Member of the Bengal Legislative Council
- In office 1920–1923
- Constituency: Rangpur West

Vice-Chairman of the Rangpur District Board
- In office 1922–1931

Personal details
- Born: 1889 Muqimpur, Pirganj, Rangpur District, Bengal Presidency
- Died: January 1, 1969 (aged 79–80) Muqimpur
- Party: Bengal Provincial Muslim League
- Alma mater: Aligarh Muslim University

= Shah Abdur Rauf =

Khan Bahadur Shah Abdur Rauf CIE (শাহ্‌ আব্দুর রঊফ; 1889 - 1 January 1969) was a Bengali littérateur, lawyer and politician. He was an All-India Muslim League leader and a member of the Bengal Legislative Council.

== Early life and education ==
Abdur Rauf was born in 1889 to a Bengali literary family of Muslim pirs in the village of Muqimpur in Pirganj, Rangpur district, Bengal Presidency (now Bangladesh). He was the son of Shah Kalimuddin Ahmed, a notable author of puthis.

He received his primary and secondary education in Rangpur. After that, he went to Aligarh Muslim University in India for higher education. From Aligarh, he first obtained a Bachelor of Arts and later a Bachelor of Laws degree.

== Career ==
The Rayat movement started in Rangpur district in 1919. The Rayats and common people of Rangpur were oppressed and oppressed by the ruthless exploitation of the landlords. He was the secretary of the Rayat Samiti formed in Rangpur district. The Rayat movement gained momentum under his leadership.

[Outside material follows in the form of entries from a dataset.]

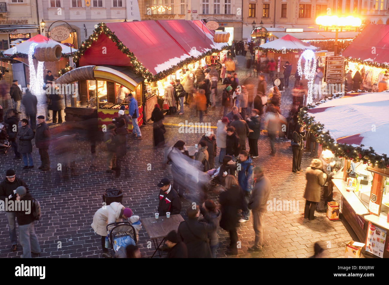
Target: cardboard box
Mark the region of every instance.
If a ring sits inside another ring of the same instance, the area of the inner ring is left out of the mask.
[[[327,203],[327,217],[329,220],[339,220],[339,204],[335,201]]]
[[[345,258],[359,258],[361,255],[361,250],[364,247],[365,244],[351,241],[346,245],[345,252]]]

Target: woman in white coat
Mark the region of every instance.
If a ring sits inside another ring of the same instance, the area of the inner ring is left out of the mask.
[[[120,203],[113,202],[109,205],[104,206],[97,210],[93,216],[93,222],[91,226],[95,232],[101,236],[101,246],[103,248],[103,256],[112,257],[105,248],[105,236],[108,234],[107,225],[117,222],[121,222],[132,215],[132,211],[125,208]]]

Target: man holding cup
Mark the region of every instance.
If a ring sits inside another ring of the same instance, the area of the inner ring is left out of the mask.
[[[166,216],[169,212],[171,215],[177,215],[181,212],[181,201],[177,192],[173,189],[170,180],[163,178],[157,186],[161,188],[158,197],[159,203],[158,213],[159,216]]]

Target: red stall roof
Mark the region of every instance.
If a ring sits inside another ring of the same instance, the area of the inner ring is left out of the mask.
[[[389,65],[388,44],[389,25],[369,24],[343,51],[342,55]]]
[[[212,49],[221,49],[225,43],[213,41],[214,31],[201,21],[184,20],[142,21],[106,24],[142,65],[155,75],[191,56],[201,55]],[[103,53],[105,47],[107,52]],[[116,49],[112,52],[112,49]],[[129,58],[116,52],[117,47],[106,35],[99,36],[80,59],[81,66],[131,65]]]

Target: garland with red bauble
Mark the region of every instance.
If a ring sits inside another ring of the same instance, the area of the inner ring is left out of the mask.
[[[111,31],[105,23],[101,23],[98,25],[97,27],[95,29],[92,34],[89,36],[88,39],[82,42],[78,50],[73,53],[73,62],[77,64],[79,61],[80,58],[84,55],[85,51],[92,46],[94,42],[97,40],[99,36],[103,33],[116,44],[119,51],[128,57],[132,65],[134,72],[137,74],[142,75],[149,81],[156,81],[165,78],[166,77],[182,68],[185,65],[193,63],[205,56],[210,56],[214,52],[220,52],[227,47],[227,46],[226,45],[223,47],[221,49],[212,49],[198,56],[191,56],[188,58],[168,69],[154,75],[143,66],[134,54],[123,44],[115,34],[114,32]],[[69,65],[67,65],[64,68],[62,68],[58,72],[58,75],[60,76],[70,70],[70,69]]]
[[[341,93],[340,93],[341,94]],[[302,108],[298,114],[298,123],[303,125],[306,129],[312,131],[318,139],[319,144],[323,149],[328,149],[340,158],[345,157],[354,161],[362,161],[380,168],[389,168],[389,157],[386,154],[377,154],[371,147],[364,147],[363,145],[353,147],[350,145],[338,143],[329,135],[329,131],[325,130],[323,124],[316,122],[315,117],[308,114],[308,110],[311,109],[327,100],[332,100],[339,97],[340,93],[333,94],[331,96],[326,97],[319,102],[308,104]]]

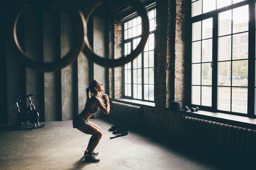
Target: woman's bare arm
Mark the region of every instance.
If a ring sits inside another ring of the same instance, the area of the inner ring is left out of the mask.
[[[104,100],[103,103],[99,98],[95,97],[95,101],[97,102],[97,106],[100,110],[106,115],[109,114],[110,104],[109,100]]]

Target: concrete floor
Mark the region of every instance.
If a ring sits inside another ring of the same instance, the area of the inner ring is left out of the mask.
[[[90,135],[73,129],[72,121],[45,123],[43,129],[0,131],[0,169],[216,169],[150,137],[129,131],[109,139],[113,124],[92,122],[102,129],[95,149],[99,163],[83,162]],[[3,128],[2,128],[3,129]]]

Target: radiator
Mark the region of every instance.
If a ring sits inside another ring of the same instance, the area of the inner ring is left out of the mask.
[[[256,153],[256,130],[184,117],[186,141],[208,149],[225,149],[238,153]]]
[[[141,107],[122,103],[111,103],[109,115],[118,118],[138,119],[141,118]]]

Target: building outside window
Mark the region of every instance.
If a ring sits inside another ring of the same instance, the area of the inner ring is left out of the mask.
[[[133,61],[124,66],[124,92],[125,98],[154,101],[154,52],[156,8],[148,10],[150,34],[143,52]],[[135,17],[123,22],[124,56],[134,50],[141,36],[141,18]]]
[[[255,1],[192,0],[191,4],[191,104],[254,116],[255,47],[249,48],[255,41]],[[252,23],[249,13],[254,13]],[[250,77],[249,67],[254,71]]]

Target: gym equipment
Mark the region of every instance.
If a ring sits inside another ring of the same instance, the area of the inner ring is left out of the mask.
[[[39,123],[39,113],[36,110],[36,107],[33,103],[31,99],[32,96],[35,96],[35,94],[29,94],[26,97],[29,99],[29,105],[26,108],[22,102],[22,99],[20,96],[16,97],[16,105],[18,111],[18,118],[16,121],[16,125],[19,127],[26,127],[32,129],[42,128],[44,124],[40,125]],[[31,125],[26,124],[28,120]]]
[[[170,103],[170,107],[173,110],[182,110],[182,104],[180,101],[171,101]]]
[[[124,65],[126,63],[134,59],[143,50],[144,46],[147,43],[147,39],[149,34],[149,21],[146,9],[144,8],[143,4],[140,1],[138,0],[129,0],[126,1],[128,4],[130,4],[137,10],[138,13],[141,17],[141,39],[137,47],[131,52],[130,54],[125,56],[125,57],[120,57],[118,59],[108,59],[106,58],[100,57],[93,52],[92,47],[90,46],[88,37],[84,37],[84,48],[83,52],[84,55],[86,56],[90,60],[102,66],[108,67],[118,67]],[[102,2],[96,4],[91,11],[89,12],[86,17],[86,20],[88,21],[90,18],[91,14],[97,8],[97,6],[100,5]]]
[[[184,111],[188,111],[189,108],[187,106],[184,106]]]
[[[116,134],[115,136],[110,137],[109,139],[112,139],[118,137],[125,136],[128,134],[128,131],[124,128],[122,124],[119,123],[115,123],[115,125],[111,126],[111,128],[108,129],[109,131],[112,131],[113,134]]]
[[[114,0],[113,0],[114,1]],[[116,0],[115,0],[116,1]],[[118,67],[124,65],[126,63],[132,60],[137,57],[140,53],[143,52],[144,46],[147,43],[147,39],[149,35],[149,21],[147,15],[146,9],[144,8],[143,4],[139,0],[126,0],[128,4],[131,4],[136,10],[138,11],[138,13],[141,17],[141,38],[140,43],[137,47],[131,52],[131,53],[125,57],[120,57],[118,59],[108,59],[100,57],[96,55],[93,52],[92,47],[89,45],[88,36],[87,36],[87,24],[84,19],[84,15],[82,12],[79,10],[80,7],[79,5],[75,6],[70,6],[70,11],[72,13],[73,20],[74,21],[74,44],[73,48],[65,55],[56,62],[39,62],[34,60],[30,59],[25,52],[20,47],[18,38],[17,36],[16,29],[17,25],[20,14],[24,11],[25,9],[29,6],[36,7],[39,9],[44,9],[47,8],[51,8],[52,4],[49,3],[48,1],[30,1],[29,4],[24,6],[19,6],[17,11],[14,11],[14,16],[16,16],[15,18],[13,18],[13,41],[16,45],[16,47],[19,51],[21,53],[21,59],[24,64],[35,70],[39,71],[54,71],[60,70],[61,68],[67,66],[68,65],[72,63],[78,57],[79,53],[83,50],[84,55],[87,57],[90,60],[94,62],[101,65],[102,66],[108,67]],[[97,8],[97,6],[102,3],[102,0],[100,1],[95,3],[90,8],[87,8],[88,10],[86,12],[86,20],[89,20],[89,18],[93,11]],[[54,4],[54,3],[53,3]],[[54,8],[53,5],[53,8]],[[36,9],[37,9],[36,8]],[[75,9],[74,9],[75,8]],[[67,10],[67,9],[65,9]],[[77,20],[77,16],[79,17],[79,19]],[[78,30],[76,30],[78,29]]]
[[[76,11],[72,10],[72,15],[74,24],[74,27],[76,28],[77,30],[74,31],[74,45],[70,51],[69,51],[68,53],[67,53],[63,58],[54,62],[41,62],[31,59],[24,52],[19,43],[18,38],[17,36],[17,25],[21,13],[26,8],[30,6],[35,6],[37,8],[40,8],[42,6],[42,8],[43,8],[47,5],[47,1],[42,1],[41,2],[38,2],[38,1],[35,1],[35,2],[31,1],[29,4],[24,6],[21,6],[19,8],[18,7],[18,8],[19,9],[18,9],[15,11],[14,15],[17,17],[15,18],[14,21],[13,38],[16,45],[16,47],[21,53],[22,61],[26,66],[33,69],[40,71],[57,71],[72,63],[77,58],[81,51],[83,50],[84,45],[84,42],[83,39],[84,37],[87,36],[86,21],[83,13],[78,10]],[[77,19],[77,18],[79,18],[79,19]]]
[[[191,112],[198,111],[198,110],[199,110],[199,108],[198,108],[198,107],[191,108],[190,108],[190,111],[191,111]]]

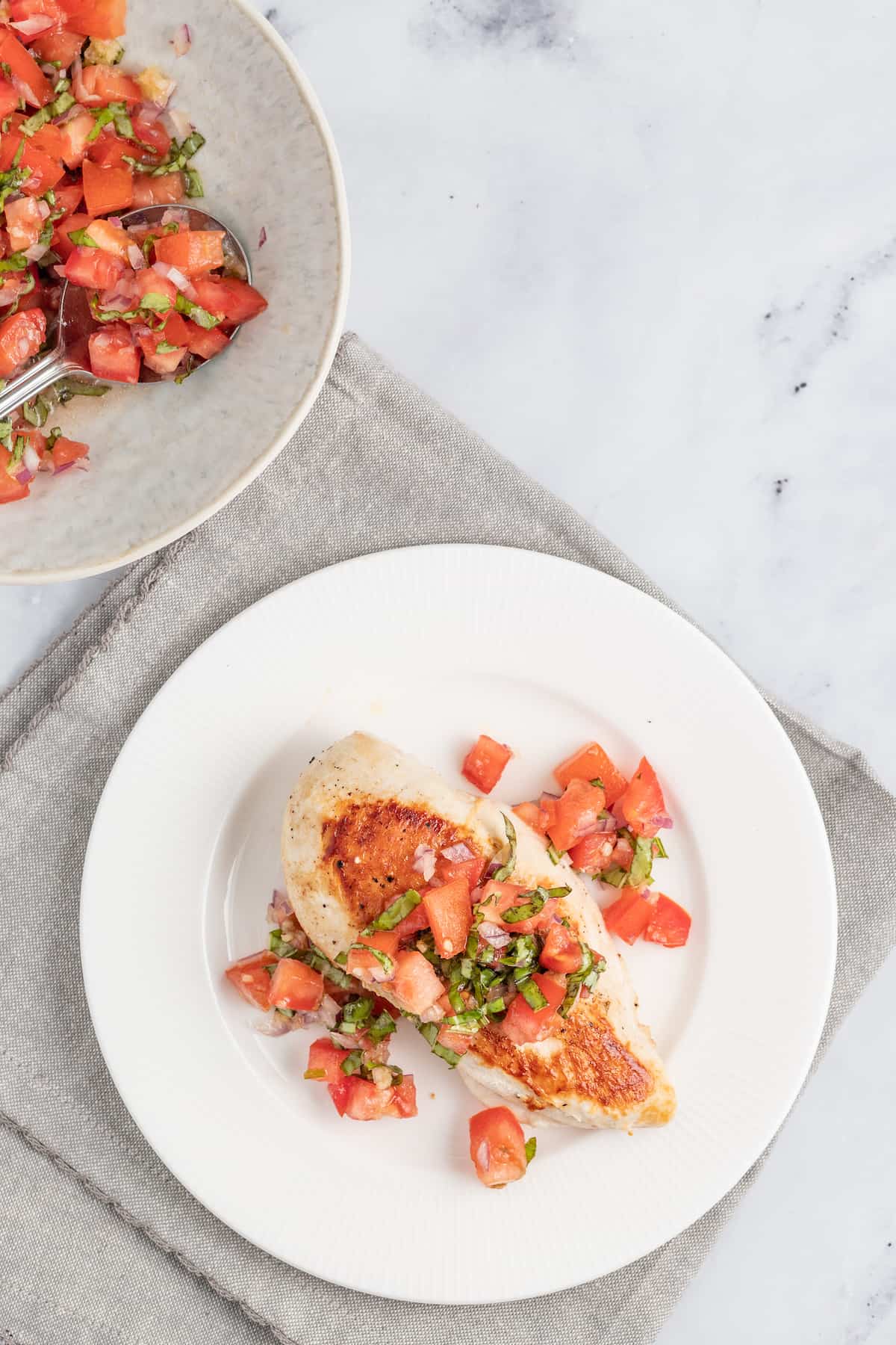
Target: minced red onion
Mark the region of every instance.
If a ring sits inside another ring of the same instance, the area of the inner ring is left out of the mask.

He was elected to the Bengal Legislative Council after the 1920 elections, representing the Rangpur West (Sadar-Nilphamari) constituency. In 1922, Abdur Rauf was also elected as a member of the Rangpur District Board and in October 1933, he became its vice-chairman. In 1940, Abdur Rauf was appointed as a public prosecutor. He served nine years in this position.

His third job was at Rangpur Central Cooperative Bank. Abdur Rauf was the Honorary Secretary of the bank. He was then elected as the Deputy Chairman of the bank. In recognition of his public service through the cooperative movement, Abdur Rauf received the Jubilee Medal and the Jubilee Cooperative Certificate in 1935.
Abdur Rauf contested in the 1937 Bengal legislative elections, winning in the Rangpur South constituency. He received the Coronation Medal from the erstwhile Bara Lat Bahadur in 1937 for his philanthropic work, and in 1939 he was awarded the title of Khan Bahadur and CIE by the British Raj.

Abdur Rauf played a significant role in establishing primary schools in Rangpur. He played an important role as a senior leader of the Rangpur District Muslim League. Shortly after the Partition of Bengal in 1947, he was elected president of the Rangpur District School Board. He served in this position until 1953.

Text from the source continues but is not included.